抗って抗って抗って

 良い天気。快晴。朝から、近所の商店のおばさんが、隣のお店のおじさんと開店準備途中の立ち話で「こんな日は働いたらダメよー」なんて言っていた。こういうシーンに出会えるから、この土地を気に入っているわけではないが、やり取りとしてなんとなく正しい気はする。少なくとも、楽しくなる。
 昨日だったか、一昨日だったか、駅の改札口で、おっさん二人が口論していた。口論というよりは、片方が片方を一方的に怒っている状態。よくある、「押された」「押していない」の問答である。
 たまに見かけるこの光景、モメているのはほぼ毎回、中年のサラリーマン風の男性だ。厚顔な中年女性も、タトゥーばりばりの兄ちゃんも、柳原可奈子が真似する総武線女子高生も、私立に通う小学生も、駅でモメたりしない。
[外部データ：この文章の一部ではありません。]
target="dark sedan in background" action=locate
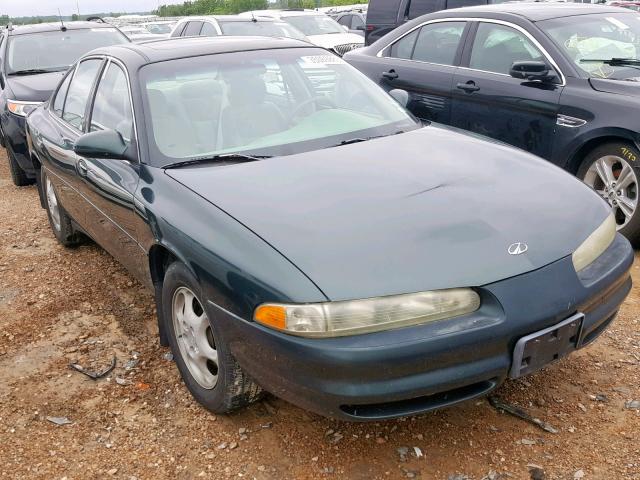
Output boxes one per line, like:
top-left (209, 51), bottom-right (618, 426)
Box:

 なぜサラリーマン風の中年男性だけが、怒りを持続させるほど「押された」と感じるのだろうか。
 混雑する車内で、押されるのは、理屈としてまったく間違っていない。降りる人がいて、自分がその人の導線上にいれば、普通は押される。それが嫌なら、脇に逸れるか、流れに乗って一旦降りるしかない。抗っても、無意味だ。
 こんなことは、一人で電車に乗れるほどの知性があれば、誰でもわかる。
 でも、サラリーマン風の中年男性はわからないのだ。きっと彼らは、どかない。
 いわゆる、団塊ジュニアの世代にあたるのだろうか。もうちょっと上か。その世代が一般的にどのような気質を持っているのか、についての知識がないのでなんともいえないが、他の世代に比べて、自意識が高いのかもしれない。「主体」や「個性」などをうたうメディアに侵された第一世代なのだろう。きっと。マジで。憶測だけれど。
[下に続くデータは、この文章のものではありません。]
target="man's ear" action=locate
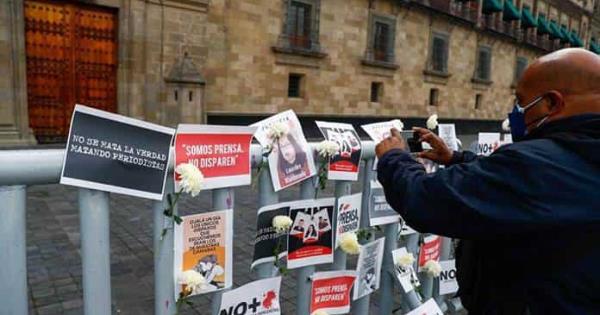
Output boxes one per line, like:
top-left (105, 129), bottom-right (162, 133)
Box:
top-left (545, 90), bottom-right (565, 113)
 実感として経験として、僕の世代よりも、一つ上の世代のほうが、「個性」を気にする傾向にある。その上は、さらに気にする。でも、僕のおじいさんは、もう亡くなったけれど、今思い出してみて、「個性」なんて意識していなかったと思う。そんな単語を発した記憶もない。山型の曲線を描くイメージ。
 自意識が高くて、「自分が」押された、と思うから、あんなに怒れるのだ。僕らは普通、混雑した車内で圧力を感じても、それは「モノ」として押されてると、自動的に解釈できる。彼らはできない。
 だから、温かく見守ろうとは全然思わず、マジで迷惑だから、これからは一生電車に乗らず、自家用車かタクシーで移動してほしい。そんな財力がないのであれば、徒歩圏内で一生を終えてほしい。